After we had finished the dishes Eve carried out a saucer of milk for Daisy June. To our dismay the kitten was gone. There was her bed of carpet rags, still matted where her soft form had lain, but no sign of its late occupant. We searched every corner of the yard, calling softly so that Aunt Cal would not hear. But neither the yard nor garden yielded any trace of her.

Could she have got through the hedge, I wondered? I went to look. And there she was, big as life, sauntering up the path toward the Captain’s back door. I beckoned to Eve. “Look,” I whispered, “for all the world as if she was about to drop in on a friend for tea or something!”

I was about to pop through the hedge after her when the back door of the house opened and the owner himself emerged. He was jauntily dressed in immaculate white trousers and a nautical blue jacket. I wondered how he managed, living alone as he did, always to look so spick and span. He was descending the steps when he met the kitten. “Bless my boots!” The words floated across the quiet air. “Now where in blazes did you come from?”

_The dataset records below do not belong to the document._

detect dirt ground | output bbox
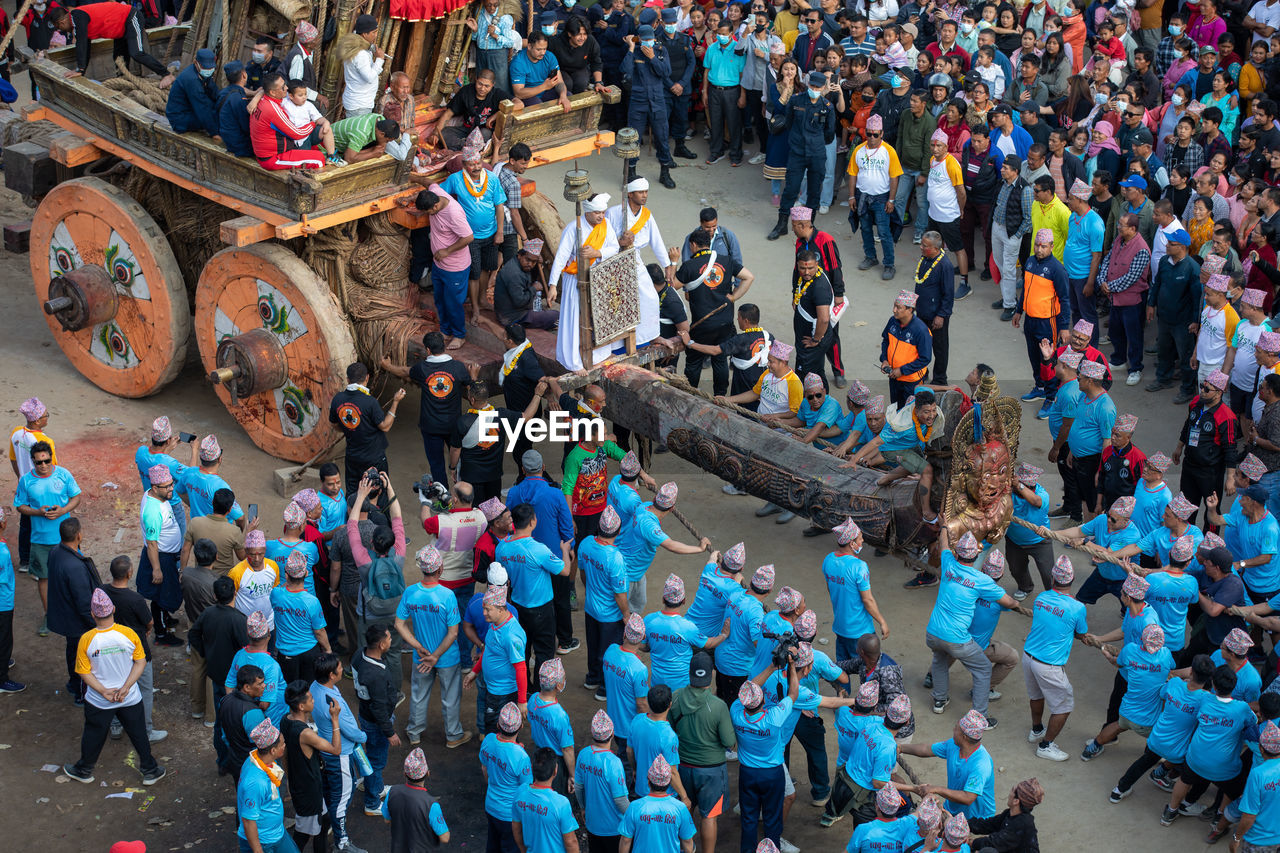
[0,114,1225,853]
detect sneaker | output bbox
[1036,739,1070,761]
[63,765,93,785]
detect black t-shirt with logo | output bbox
[721,332,768,394]
[676,250,742,343]
[329,388,387,462]
[408,355,471,435]
[449,407,521,483]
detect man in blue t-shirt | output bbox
[1023,553,1089,761]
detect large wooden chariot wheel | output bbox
[31,178,191,397]
[196,243,356,462]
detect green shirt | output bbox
[667,686,737,767]
[333,113,383,158]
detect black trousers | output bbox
[552,575,573,646]
[0,607,11,684]
[1179,459,1226,524]
[586,613,622,686]
[76,701,156,774]
[512,602,552,686]
[922,316,951,386]
[685,324,733,396]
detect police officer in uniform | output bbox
[658,8,698,160]
[768,72,836,239]
[622,24,676,190]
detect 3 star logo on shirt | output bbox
[338,403,361,429]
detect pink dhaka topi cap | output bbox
[244,610,271,639]
[1111,494,1138,519]
[832,519,863,544]
[498,702,522,734]
[1120,575,1151,601]
[88,587,115,619]
[955,530,982,560]
[591,708,613,743]
[1169,533,1196,562]
[662,574,685,605]
[248,720,280,749]
[200,435,223,462]
[1142,625,1165,654]
[284,551,307,580]
[982,548,1005,580]
[293,489,320,512]
[960,710,988,740]
[1051,553,1075,587]
[404,747,428,779]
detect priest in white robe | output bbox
[547,192,622,370]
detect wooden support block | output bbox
[49,133,106,168]
[218,216,275,246]
[4,219,31,255]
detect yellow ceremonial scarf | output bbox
[564,219,609,275]
[627,207,650,234]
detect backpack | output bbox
[365,556,404,619]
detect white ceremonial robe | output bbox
[547,215,619,370]
[604,205,671,345]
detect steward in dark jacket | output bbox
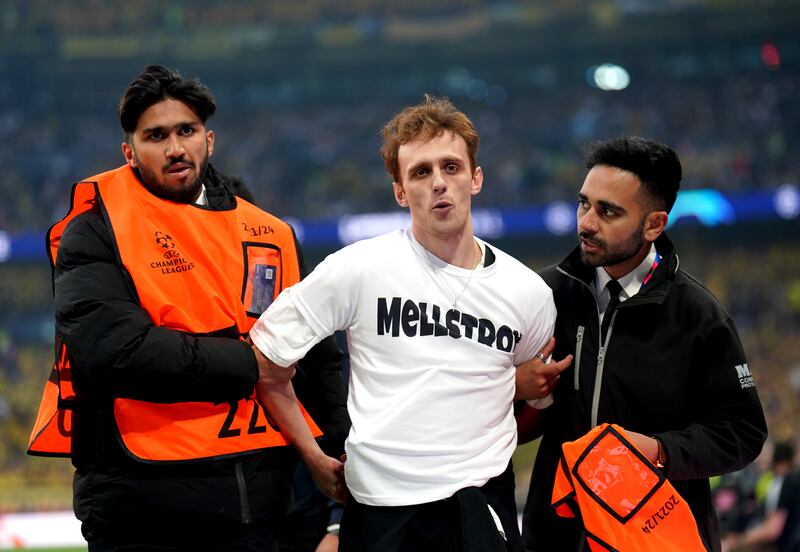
[520,137,767,552]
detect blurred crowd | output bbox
[0,66,800,232]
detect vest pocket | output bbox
[242,242,282,318]
[574,326,585,391]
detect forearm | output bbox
[256,381,324,463]
[514,402,543,445]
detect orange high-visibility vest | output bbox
[551,424,706,552]
[28,165,321,462]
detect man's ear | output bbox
[644,211,669,242]
[392,182,408,207]
[122,142,136,169]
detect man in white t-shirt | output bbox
[250,97,571,552]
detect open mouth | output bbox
[581,238,601,253]
[166,162,194,178]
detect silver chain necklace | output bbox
[447,241,483,310]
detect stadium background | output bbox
[0,0,800,546]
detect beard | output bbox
[133,151,208,203]
[578,219,645,267]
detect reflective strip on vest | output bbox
[29,165,322,462]
[551,424,706,552]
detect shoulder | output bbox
[669,269,730,320]
[57,207,113,264]
[484,242,551,296]
[538,264,564,289]
[334,231,408,262]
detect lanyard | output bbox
[639,251,661,289]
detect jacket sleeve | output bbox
[655,312,767,480]
[53,209,258,402]
[292,233,350,458]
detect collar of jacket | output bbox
[558,232,680,308]
[133,163,236,211]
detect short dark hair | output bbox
[117,65,217,140]
[584,136,683,212]
[381,94,480,183]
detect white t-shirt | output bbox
[250,230,556,506]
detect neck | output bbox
[603,242,653,280]
[411,224,480,270]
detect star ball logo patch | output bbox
[150,231,194,274]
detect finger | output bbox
[540,355,573,376]
[537,337,556,358]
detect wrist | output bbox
[525,393,553,410]
[653,437,667,470]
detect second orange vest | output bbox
[552,424,706,552]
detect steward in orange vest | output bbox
[552,424,706,552]
[29,165,321,462]
[29,165,349,530]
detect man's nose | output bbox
[433,169,447,192]
[166,134,186,159]
[578,209,597,234]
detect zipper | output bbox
[591,309,619,427]
[234,461,253,525]
[556,267,617,427]
[574,326,586,391]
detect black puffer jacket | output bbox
[523,235,767,552]
[54,168,350,532]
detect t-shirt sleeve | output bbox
[250,246,359,366]
[514,284,556,366]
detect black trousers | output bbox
[89,520,277,552]
[339,462,523,552]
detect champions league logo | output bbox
[156,231,175,249]
[150,231,194,274]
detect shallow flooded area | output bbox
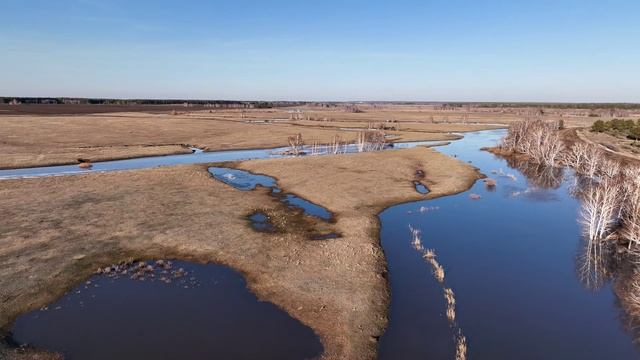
[7,261,322,359]
[380,131,640,359]
[209,167,333,221]
[5,130,639,359]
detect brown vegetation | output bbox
[0,148,478,359]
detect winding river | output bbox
[0,130,640,359]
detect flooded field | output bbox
[12,261,322,359]
[0,130,639,359]
[380,131,640,359]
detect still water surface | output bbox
[380,130,640,359]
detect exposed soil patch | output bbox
[0,148,478,359]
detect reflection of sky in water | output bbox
[380,130,639,360]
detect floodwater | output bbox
[0,141,438,180]
[209,167,333,221]
[12,261,322,360]
[380,131,640,359]
[413,181,429,194]
[6,130,640,359]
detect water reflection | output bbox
[503,156,564,189]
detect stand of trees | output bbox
[591,119,640,140]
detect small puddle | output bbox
[209,167,276,191]
[282,194,333,220]
[209,167,333,221]
[311,233,340,240]
[249,212,276,232]
[10,261,323,360]
[413,181,429,194]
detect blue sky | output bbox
[0,0,640,102]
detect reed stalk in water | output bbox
[456,333,467,360]
[444,288,456,324]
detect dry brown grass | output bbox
[0,109,492,168]
[0,143,478,359]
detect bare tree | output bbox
[580,179,620,242]
[564,141,588,171]
[289,133,304,156]
[576,145,604,179]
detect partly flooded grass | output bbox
[7,261,322,360]
[380,131,639,359]
[209,167,333,220]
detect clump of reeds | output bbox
[422,249,444,284]
[409,225,424,251]
[483,178,498,188]
[287,133,304,155]
[444,288,456,324]
[456,333,467,360]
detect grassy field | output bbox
[0,105,608,168]
[0,148,478,359]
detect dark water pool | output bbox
[209,167,333,224]
[413,181,429,194]
[209,167,276,191]
[12,261,322,360]
[380,131,640,359]
[0,141,437,180]
[249,212,276,232]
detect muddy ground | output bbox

Daisy June’s answer was to leap up the intervening step and begin her accustomed twining movement about the Captain’s ankle. I hurried forward. “Oh, I’m so sorry,” I began, “we do have such trouble with our cats!”

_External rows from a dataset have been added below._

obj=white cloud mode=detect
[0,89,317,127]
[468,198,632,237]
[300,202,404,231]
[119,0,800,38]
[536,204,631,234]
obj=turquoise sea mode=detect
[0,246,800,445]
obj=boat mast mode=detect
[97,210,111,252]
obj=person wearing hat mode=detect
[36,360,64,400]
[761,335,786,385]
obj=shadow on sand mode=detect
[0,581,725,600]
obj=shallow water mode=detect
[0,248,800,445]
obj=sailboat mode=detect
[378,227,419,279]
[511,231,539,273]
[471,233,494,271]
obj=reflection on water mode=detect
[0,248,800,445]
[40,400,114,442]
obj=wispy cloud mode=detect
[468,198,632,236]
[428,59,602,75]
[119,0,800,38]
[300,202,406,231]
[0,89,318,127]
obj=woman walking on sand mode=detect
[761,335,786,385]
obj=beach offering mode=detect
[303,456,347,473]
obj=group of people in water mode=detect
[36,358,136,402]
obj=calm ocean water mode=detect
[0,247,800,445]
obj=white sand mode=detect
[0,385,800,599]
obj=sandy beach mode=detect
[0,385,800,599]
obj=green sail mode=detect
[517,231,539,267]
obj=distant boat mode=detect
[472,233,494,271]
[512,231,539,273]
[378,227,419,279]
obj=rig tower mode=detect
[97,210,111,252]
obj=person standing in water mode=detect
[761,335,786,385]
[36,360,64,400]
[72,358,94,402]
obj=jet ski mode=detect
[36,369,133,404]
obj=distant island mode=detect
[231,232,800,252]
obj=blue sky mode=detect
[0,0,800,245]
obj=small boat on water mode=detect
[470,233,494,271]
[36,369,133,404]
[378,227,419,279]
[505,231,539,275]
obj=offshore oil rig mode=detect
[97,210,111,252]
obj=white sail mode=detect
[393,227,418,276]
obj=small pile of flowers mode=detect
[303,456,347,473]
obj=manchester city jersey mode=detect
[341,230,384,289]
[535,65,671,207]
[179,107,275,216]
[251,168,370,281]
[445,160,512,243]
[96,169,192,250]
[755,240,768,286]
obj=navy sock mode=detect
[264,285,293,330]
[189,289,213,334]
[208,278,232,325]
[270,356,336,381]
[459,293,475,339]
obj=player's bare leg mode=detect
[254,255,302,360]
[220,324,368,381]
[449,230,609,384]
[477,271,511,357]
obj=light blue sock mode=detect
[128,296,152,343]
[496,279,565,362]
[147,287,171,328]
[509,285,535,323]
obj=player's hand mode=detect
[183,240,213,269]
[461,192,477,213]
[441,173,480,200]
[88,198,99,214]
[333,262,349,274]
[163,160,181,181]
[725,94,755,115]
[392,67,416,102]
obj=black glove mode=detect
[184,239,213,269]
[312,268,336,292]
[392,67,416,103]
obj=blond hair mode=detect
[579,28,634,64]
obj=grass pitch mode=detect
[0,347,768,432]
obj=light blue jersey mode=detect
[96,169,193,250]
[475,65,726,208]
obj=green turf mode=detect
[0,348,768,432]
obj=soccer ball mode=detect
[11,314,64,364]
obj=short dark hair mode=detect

Daisy June continued to twine like a boa constrictor. The Captain retreated and abruptly sat down in the big rocker which occupied the center of the porch. Without hesitation the kitten jumped into his lap. I thought for a second that he was going to push her down, but instead he asked abruptly, “How’s your aunt this morning? Much upset, was she?”

I collected my thoughts. “Oh, you mean about Adam,” I was beginning, when Eve came up behind me. “Aunt Cal wouldn’t allow herself to be upset by so little a thing as that,” she said with one of her dazzling smiles. “She’s much too—a—strong-minded.”

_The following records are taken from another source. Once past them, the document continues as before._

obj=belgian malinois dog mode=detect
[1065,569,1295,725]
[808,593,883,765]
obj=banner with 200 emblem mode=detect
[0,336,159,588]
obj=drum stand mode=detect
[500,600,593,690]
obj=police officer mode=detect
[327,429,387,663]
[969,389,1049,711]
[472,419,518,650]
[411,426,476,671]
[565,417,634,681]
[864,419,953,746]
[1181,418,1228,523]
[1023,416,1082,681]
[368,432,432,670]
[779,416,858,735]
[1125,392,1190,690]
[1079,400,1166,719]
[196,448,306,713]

The Captain appeared as surprised as I was to hear this. “Well, well, well,” he said, “I want to know!” Mechanically, it seemed, his hand went out to stroke the kitten’s back and, thus encouraged, she reached up one fat paw for the large gold chain that spanned his waistcoat. “Hi, there, look at that now! Caliph allus used to go after that chain when he was a kitten. Well,” he added, “I’m glad to hear your aunt wasn’t upset. Old Judd Craven allus did say she was the only sensible one in the family!”

“Judd Craven?” I repeated. “Who was he?”

“What? What’s that? Mean to say you ain’t never heard of Cap’n Judd? Why, he was related to you in a sort of way.”

“Related to me? But how? Do you mean that he was related to Aunt Cal?”